Machine Learning

Data Entry Errors – the Human Component and Intelligent Cleansing


Manual data entry still represents a significant portion of data collection processes across a variety of industries. Any company that assigns humans to conduct data collection will see data entry errors. These errors may appear insignificant, such as a code entered as “ABCD” instead of “AVCD”, but they can be very costly.

Remote data entry can be done via hand-held devices (collecting information on wastewater, construction and surveying, sale of physical devices, etc.). However, most data entry is done via a QWERTY keyboard for the English language.

We recently worked with a client that stores millions of transactions as a result of manually entered codes, representing physical parts that were ordered.

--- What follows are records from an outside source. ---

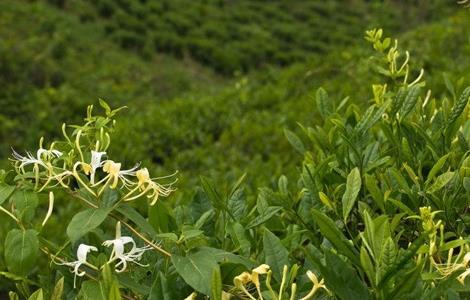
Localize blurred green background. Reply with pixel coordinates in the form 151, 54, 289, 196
0, 0, 470, 192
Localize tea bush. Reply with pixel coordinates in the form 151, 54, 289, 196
0, 30, 470, 299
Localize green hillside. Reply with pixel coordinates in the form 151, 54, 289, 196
50, 0, 452, 75
0, 1, 469, 191
0, 0, 470, 300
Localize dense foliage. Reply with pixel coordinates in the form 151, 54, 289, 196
51, 0, 453, 74
0, 0, 470, 300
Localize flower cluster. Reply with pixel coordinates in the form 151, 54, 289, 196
58, 222, 151, 287
12, 130, 176, 205
233, 264, 329, 300
408, 207, 470, 284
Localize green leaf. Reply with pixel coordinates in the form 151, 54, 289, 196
5, 229, 39, 275
10, 190, 39, 222
360, 246, 375, 285
312, 209, 360, 266
171, 251, 219, 296
211, 268, 222, 300
377, 237, 397, 283
149, 201, 176, 232
377, 234, 426, 288
342, 168, 362, 222
201, 177, 227, 210
425, 153, 450, 184
246, 206, 282, 229
284, 129, 305, 154
315, 88, 331, 119
321, 250, 372, 300
426, 172, 455, 194
77, 280, 108, 300
148, 272, 174, 300
263, 228, 289, 281
67, 208, 111, 242
0, 183, 15, 205
116, 205, 160, 238
365, 174, 385, 212
28, 289, 44, 300
399, 85, 421, 120
447, 87, 470, 126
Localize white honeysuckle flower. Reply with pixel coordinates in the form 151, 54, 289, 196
90, 150, 106, 184
103, 222, 151, 273
12, 148, 55, 171
94, 160, 139, 194
124, 168, 176, 206
457, 252, 470, 285
59, 244, 98, 288
251, 264, 270, 289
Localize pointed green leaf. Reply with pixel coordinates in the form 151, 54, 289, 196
0, 183, 15, 205
67, 208, 111, 242
211, 268, 222, 300
263, 229, 289, 280
312, 209, 360, 266
427, 172, 455, 194
342, 168, 362, 222
4, 229, 39, 275
284, 129, 305, 154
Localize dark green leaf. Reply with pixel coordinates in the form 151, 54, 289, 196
263, 229, 290, 281
312, 209, 360, 266
67, 208, 111, 242
342, 168, 362, 222
5, 229, 39, 276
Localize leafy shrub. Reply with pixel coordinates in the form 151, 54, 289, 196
0, 30, 470, 299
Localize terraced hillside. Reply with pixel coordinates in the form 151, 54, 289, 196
50, 0, 455, 75
0, 0, 470, 187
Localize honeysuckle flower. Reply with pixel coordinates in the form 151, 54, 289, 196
84, 150, 106, 184
124, 168, 174, 206
251, 264, 270, 299
184, 292, 197, 300
233, 272, 256, 300
103, 222, 151, 273
59, 244, 98, 288
41, 192, 54, 227
94, 160, 138, 194
12, 148, 58, 172
457, 252, 470, 285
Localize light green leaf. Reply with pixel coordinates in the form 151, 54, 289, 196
321, 250, 371, 300
211, 268, 222, 300
77, 280, 108, 300
116, 202, 159, 238
312, 209, 360, 266
425, 153, 450, 184
427, 171, 455, 194
11, 190, 39, 222
263, 229, 289, 281
5, 229, 39, 275
246, 206, 282, 229
284, 129, 305, 154
67, 208, 111, 242
342, 168, 362, 222
447, 87, 470, 125
148, 272, 174, 300
28, 289, 44, 300
0, 183, 15, 205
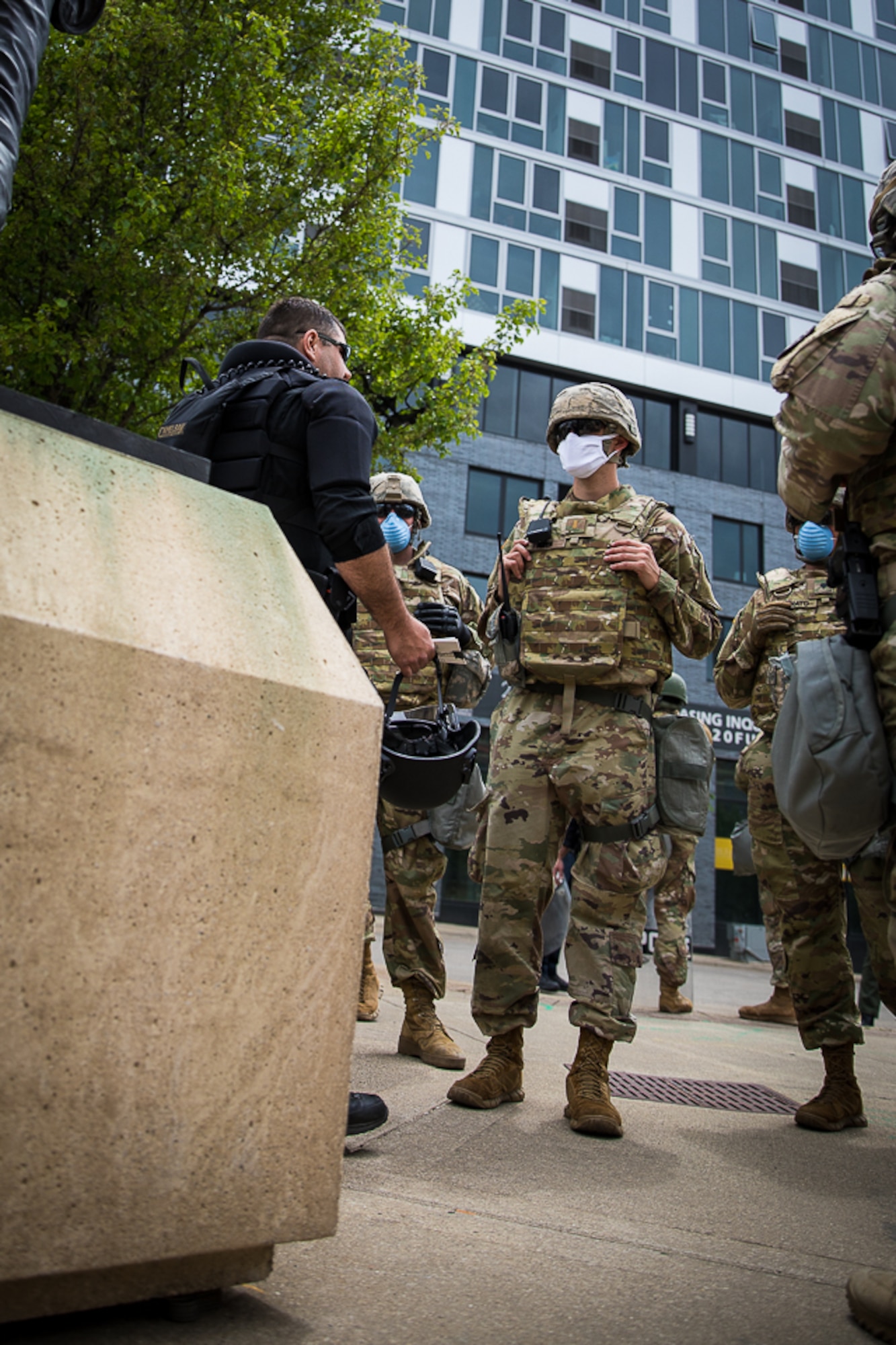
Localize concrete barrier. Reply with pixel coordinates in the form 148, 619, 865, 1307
0, 412, 382, 1321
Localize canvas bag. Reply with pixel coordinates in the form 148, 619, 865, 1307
772, 635, 892, 859
654, 714, 716, 837
731, 818, 756, 878
429, 765, 486, 850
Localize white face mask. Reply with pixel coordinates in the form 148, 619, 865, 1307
557, 433, 619, 477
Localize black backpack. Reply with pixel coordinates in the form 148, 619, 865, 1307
156, 356, 308, 457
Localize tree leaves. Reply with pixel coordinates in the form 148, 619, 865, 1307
0, 0, 538, 465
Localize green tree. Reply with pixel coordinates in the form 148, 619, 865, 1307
0, 0, 537, 465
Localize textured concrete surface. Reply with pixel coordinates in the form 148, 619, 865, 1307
7, 920, 896, 1345
0, 414, 382, 1319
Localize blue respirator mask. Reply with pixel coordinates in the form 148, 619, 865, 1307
797, 523, 834, 562
379, 510, 410, 551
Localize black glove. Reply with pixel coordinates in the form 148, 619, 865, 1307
414, 603, 473, 650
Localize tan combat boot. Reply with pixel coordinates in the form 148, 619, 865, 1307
737, 986, 797, 1028
794, 1041, 868, 1130
659, 976, 694, 1013
564, 1028, 623, 1138
846, 1270, 896, 1345
358, 943, 379, 1022
448, 1028, 526, 1110
398, 981, 467, 1069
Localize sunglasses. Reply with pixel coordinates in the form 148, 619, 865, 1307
317, 332, 351, 364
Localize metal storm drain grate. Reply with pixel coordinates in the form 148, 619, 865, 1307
610, 1071, 798, 1116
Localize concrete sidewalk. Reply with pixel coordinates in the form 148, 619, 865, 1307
9, 921, 896, 1345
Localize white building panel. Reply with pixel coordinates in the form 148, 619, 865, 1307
436, 137, 474, 218
560, 256, 598, 295
784, 159, 815, 191
564, 168, 610, 210
673, 200, 700, 280
567, 89, 604, 126
569, 13, 614, 51
853, 0, 874, 38
671, 121, 700, 196
669, 0, 697, 43
778, 13, 809, 47
429, 221, 467, 281
448, 0, 482, 48
778, 230, 818, 270
780, 83, 821, 121
858, 110, 887, 178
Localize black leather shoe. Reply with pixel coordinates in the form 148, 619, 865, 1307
345, 1093, 389, 1135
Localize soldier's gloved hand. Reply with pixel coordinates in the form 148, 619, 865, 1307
749, 603, 797, 648
414, 603, 473, 650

This database of parts is critical to understanding the current state of their inventory. However, sometimes the codes were entered incorrectly due to a lack of rules-based limitations on the front-end and human error.

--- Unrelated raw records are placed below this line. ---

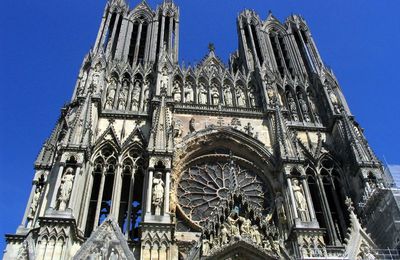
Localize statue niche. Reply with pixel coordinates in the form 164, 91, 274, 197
104, 77, 117, 109
57, 167, 75, 211
131, 80, 141, 111
152, 172, 165, 215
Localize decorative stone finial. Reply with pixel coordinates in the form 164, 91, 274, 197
208, 42, 215, 52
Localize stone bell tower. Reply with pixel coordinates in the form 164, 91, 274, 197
4, 0, 400, 260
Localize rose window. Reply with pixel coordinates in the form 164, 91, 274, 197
177, 156, 269, 228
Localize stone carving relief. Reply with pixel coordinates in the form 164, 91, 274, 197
224, 86, 233, 106
172, 81, 182, 102
57, 167, 75, 211
211, 85, 219, 106
131, 80, 141, 111
90, 63, 103, 95
28, 186, 42, 226
236, 88, 246, 107
118, 80, 129, 110
183, 82, 194, 103
197, 82, 207, 104
152, 172, 164, 215
328, 89, 340, 113
177, 155, 270, 229
104, 77, 117, 109
298, 93, 311, 122
287, 92, 299, 121
292, 179, 309, 221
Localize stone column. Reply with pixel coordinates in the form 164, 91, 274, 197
317, 176, 340, 245
174, 21, 179, 62
94, 10, 111, 51
105, 13, 121, 56
93, 166, 107, 230
247, 24, 260, 67
50, 162, 65, 209
133, 21, 143, 65
158, 14, 165, 53
146, 170, 153, 215
168, 17, 174, 56
164, 170, 171, 213
110, 163, 122, 219
19, 181, 39, 228
125, 167, 136, 239
301, 176, 316, 221
287, 178, 299, 219
67, 165, 82, 212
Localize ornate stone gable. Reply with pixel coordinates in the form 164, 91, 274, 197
73, 217, 136, 260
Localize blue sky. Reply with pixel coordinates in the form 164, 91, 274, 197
0, 0, 400, 252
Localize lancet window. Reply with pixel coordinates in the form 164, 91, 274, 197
118, 149, 144, 241
85, 145, 117, 236
306, 158, 349, 244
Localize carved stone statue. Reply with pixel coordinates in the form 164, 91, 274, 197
288, 93, 299, 121
131, 81, 140, 111
198, 83, 207, 104
292, 179, 308, 221
57, 168, 74, 211
211, 87, 219, 106
224, 86, 233, 106
172, 81, 182, 102
160, 67, 169, 92
28, 187, 41, 220
275, 192, 286, 223
247, 49, 254, 70
189, 117, 196, 133
152, 172, 164, 215
220, 225, 229, 245
201, 237, 210, 256
183, 82, 193, 103
236, 89, 246, 107
90, 63, 102, 94
88, 247, 103, 260
138, 80, 150, 111
105, 78, 117, 109
249, 91, 256, 107
328, 89, 340, 113
250, 225, 262, 245
108, 248, 119, 260
227, 212, 240, 237
118, 84, 129, 110
240, 217, 251, 235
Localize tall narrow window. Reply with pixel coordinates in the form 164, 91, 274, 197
85, 165, 102, 237
85, 145, 117, 237
278, 35, 294, 77
269, 34, 285, 78
128, 22, 139, 66
103, 13, 116, 52
294, 30, 312, 73
138, 23, 148, 64
250, 25, 264, 65
111, 16, 122, 58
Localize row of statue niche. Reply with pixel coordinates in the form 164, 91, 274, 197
104, 77, 149, 111
267, 85, 319, 122
90, 246, 122, 260
202, 207, 280, 256
172, 81, 257, 107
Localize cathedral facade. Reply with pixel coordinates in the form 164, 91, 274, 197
4, 0, 400, 260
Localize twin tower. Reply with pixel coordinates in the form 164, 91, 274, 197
4, 0, 396, 260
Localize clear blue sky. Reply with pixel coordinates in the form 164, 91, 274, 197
0, 0, 400, 252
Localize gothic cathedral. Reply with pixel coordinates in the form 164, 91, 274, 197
4, 0, 396, 260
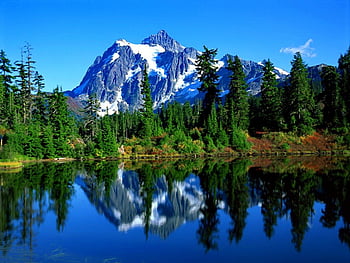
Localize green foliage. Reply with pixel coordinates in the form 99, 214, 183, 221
196, 46, 220, 125
285, 53, 316, 135
261, 60, 283, 131
321, 66, 345, 128
226, 56, 249, 130
230, 127, 251, 151
141, 66, 154, 138
338, 48, 350, 124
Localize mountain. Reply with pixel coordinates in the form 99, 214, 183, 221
76, 168, 204, 239
66, 30, 288, 115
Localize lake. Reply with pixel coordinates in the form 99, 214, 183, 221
0, 157, 350, 263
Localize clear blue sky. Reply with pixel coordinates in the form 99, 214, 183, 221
0, 0, 350, 90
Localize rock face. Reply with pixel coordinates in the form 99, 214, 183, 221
66, 30, 288, 115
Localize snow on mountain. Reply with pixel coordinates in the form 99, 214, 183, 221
66, 30, 288, 116
75, 169, 204, 237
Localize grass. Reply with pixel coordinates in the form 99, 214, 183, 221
0, 162, 23, 169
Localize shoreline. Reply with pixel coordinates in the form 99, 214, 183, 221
10, 150, 350, 165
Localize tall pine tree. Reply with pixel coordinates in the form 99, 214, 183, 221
338, 48, 350, 125
285, 52, 315, 135
141, 65, 154, 139
196, 46, 220, 126
226, 56, 249, 130
321, 66, 345, 128
261, 60, 282, 131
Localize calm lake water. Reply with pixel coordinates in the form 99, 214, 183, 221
0, 157, 350, 263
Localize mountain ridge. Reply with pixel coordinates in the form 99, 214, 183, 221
66, 30, 288, 116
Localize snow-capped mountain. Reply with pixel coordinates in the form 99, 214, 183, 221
66, 30, 288, 115
76, 168, 204, 238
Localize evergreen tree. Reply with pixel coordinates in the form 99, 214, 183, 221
15, 43, 35, 123
48, 87, 75, 157
261, 60, 282, 131
196, 46, 220, 125
83, 94, 100, 142
226, 56, 249, 130
0, 75, 6, 125
321, 66, 344, 128
338, 48, 350, 124
33, 72, 48, 125
141, 65, 154, 139
285, 52, 315, 135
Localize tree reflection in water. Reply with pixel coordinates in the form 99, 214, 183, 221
0, 157, 350, 254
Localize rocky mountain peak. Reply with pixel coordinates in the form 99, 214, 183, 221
141, 30, 184, 52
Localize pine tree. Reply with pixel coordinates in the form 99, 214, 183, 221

The most common mistakes in data entry are either transcription errors (misspelling words) or transposition errors (mistyping information). In this case, we were dealing with information that was entered incorrectly (transposition errors) so it wouldn’t have helped to use an English dictionary as a source of truth.

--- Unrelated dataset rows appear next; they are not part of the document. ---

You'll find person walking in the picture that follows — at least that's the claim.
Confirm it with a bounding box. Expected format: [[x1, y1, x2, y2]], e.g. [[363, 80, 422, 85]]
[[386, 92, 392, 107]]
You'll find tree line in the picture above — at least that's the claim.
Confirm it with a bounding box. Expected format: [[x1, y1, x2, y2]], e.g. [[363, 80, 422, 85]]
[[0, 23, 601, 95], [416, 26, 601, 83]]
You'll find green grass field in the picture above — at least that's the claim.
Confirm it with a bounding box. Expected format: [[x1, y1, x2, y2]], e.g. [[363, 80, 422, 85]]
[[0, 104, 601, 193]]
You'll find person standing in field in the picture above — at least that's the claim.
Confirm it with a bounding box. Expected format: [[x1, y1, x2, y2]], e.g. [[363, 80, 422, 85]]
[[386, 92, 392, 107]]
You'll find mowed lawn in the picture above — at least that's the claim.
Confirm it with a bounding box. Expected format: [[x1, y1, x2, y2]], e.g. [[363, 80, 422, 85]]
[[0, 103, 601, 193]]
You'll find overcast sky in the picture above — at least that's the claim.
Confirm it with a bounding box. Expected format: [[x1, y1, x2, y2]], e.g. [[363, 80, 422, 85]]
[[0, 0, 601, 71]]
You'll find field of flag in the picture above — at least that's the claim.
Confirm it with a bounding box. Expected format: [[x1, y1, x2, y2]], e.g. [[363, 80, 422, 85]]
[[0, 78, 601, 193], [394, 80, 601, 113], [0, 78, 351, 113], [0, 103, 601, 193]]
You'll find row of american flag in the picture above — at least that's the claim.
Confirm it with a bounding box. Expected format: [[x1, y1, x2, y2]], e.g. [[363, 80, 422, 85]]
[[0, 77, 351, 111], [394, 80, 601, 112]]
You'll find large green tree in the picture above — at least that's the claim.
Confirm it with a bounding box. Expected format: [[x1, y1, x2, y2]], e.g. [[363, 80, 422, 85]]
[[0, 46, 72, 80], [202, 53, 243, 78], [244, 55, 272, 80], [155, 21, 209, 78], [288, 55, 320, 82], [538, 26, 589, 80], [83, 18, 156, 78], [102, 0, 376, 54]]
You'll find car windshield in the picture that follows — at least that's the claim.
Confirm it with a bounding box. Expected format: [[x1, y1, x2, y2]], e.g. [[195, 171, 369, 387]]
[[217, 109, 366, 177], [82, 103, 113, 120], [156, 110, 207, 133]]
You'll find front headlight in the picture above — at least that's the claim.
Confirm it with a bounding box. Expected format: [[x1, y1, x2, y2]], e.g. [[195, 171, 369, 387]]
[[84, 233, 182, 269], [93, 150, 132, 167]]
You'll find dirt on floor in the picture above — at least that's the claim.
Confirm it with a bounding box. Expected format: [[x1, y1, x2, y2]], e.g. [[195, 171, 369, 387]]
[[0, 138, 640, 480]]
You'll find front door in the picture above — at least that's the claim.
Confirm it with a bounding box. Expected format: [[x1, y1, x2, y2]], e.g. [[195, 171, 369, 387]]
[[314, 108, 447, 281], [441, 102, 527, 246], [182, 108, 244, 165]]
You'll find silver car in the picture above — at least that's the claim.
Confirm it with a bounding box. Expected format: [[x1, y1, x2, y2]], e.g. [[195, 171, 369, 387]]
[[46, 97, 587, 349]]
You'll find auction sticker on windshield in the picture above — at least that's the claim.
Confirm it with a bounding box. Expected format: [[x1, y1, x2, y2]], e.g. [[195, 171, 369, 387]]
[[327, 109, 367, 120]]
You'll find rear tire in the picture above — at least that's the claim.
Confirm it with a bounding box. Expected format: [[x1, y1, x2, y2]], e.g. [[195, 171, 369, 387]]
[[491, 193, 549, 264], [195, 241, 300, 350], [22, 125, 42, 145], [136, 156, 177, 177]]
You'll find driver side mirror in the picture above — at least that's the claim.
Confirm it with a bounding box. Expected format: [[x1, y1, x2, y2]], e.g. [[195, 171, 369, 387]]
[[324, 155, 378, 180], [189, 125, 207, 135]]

In an effort to correct these codes, we started with a string distance algorithm called Levenshtein’s distance. However, Levenshtein’s will look at transposition errors equally, so “ABC” would have the same distance to “ABP” and “ABX” even though “X” is much closer to “C” than “P” on a keyboard. We needed to account for distance on the keyboard, which accounts for typos in codes or “fat-fingering”.

In order to account for distance between keys, we mapped Cartesian coordinates onto a QWERTY keyboard. For example, G, B, V etc. are all 1 away from F.  We then use Euclidean distance to calculate how far away each key is from each other.

We didn’t find any readily available R code online to do this so we made our own mapping.

keys_cart <- data.frame(key=toupper(c('q', 'w', 'e', 'r',
't', 'y', 'u', 'i', 'o', 'p',
'a', 'z', 's', 'x', 'd', 'c', 'f', 'b', 'm', 'j',
'g', 'h', 'k', 'l', 'v', 'n')),
x = c(0,1,2,3,4,5,6,7,8,9,0,0,1,1,2,2,3,4,6,6,4,5,7,8,3,5),
y = c(0,0,0,0,0,0,0,0,0,0,1,2,1,2,1,2,1,2,2,1,1,1,1,1,2,2))

We started with a list of bad codes and a list of good codes. For each bad code, we used Levenshtein’s distance to help us find the closest possible good codes.

We can see that the possible good codes are only 1 character different from the bad code. If we take into account keyboard distance though, the 1XGFB code is the closest to the 1XVFB code given the Euclidean distance between G and V on a QWERTY keyboard.

This solution seemed to work well for identifying human keyboard entry errors and can be generalized across many other data entry problems.